Taking A Deeper Look Into The Debt In Focus
On September 10, 2021, Asure entered into a Loan and Security Agreement with Structural Captial Investments III, LP, and Ocean II PLO, LLC that provided the terms of lending up to $40 million with an interest rate of the prime rate plus 5.75%. According to Wall Street analyst, Jeff Van Rhee of Craig-Hallum, Asure’s outstanding balance from this credit facility stood at $32.2 million, as of June 30, 2023. Furthermore, the interest on this debt stood at around 14% cash rate and a 1% PIK (floating rate of prime + 5.75%), as of the end of the second quarter 2023.
As a result of removing this debt, Asure would remove a significant interest expense liability from its balance sheet, which would significantly strengthen its ledger.
Craig-Hallum Raises EPS Estimates In Recent Report
In an updated report issued on August 22, 2023, Jeff Van Rhee of Craig-Hallum, maintained a “buy” rating on the stock after raising the price target to $19 following the Q2 2023 financial results.
Mr. Van Rhee updated his full-year 2023 EPS estimate from $0.46 per share to $0.47 and from $0.52 to $0.61 per share for the full-year 2024. On a top-line revenue basis, the Wall Street analyst estimates full-year 2023 revenue of $118 million and $129.5 million in 2024. This gives Asure an estimated enterprise value-to-revenue ratio of 2.2x for full-year 2023 and 2.0x for 2024.
“The pace of product innovation is the best we’ve seen in our six years of coverage, as is the talent level and execution in sales. We find the shares highly attractive trading at 10x EBITDA while peers are at 22x. We see shares headed materially higher,” noted the updated report.
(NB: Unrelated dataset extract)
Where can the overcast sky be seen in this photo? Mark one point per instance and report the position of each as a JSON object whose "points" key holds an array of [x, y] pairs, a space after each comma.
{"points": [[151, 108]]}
Overall, Asure continues to be on an impressive track, with even further growth estimated to continue over the coming quarters by Wall Street analysts. The potential removal of high-interest debt would be a critical example highlighting the continued strengthening of the company’s balance sheet and financial position. As we look forward to the remainder of 2023 and into 2024, the outlook for Asure continues to be very promising.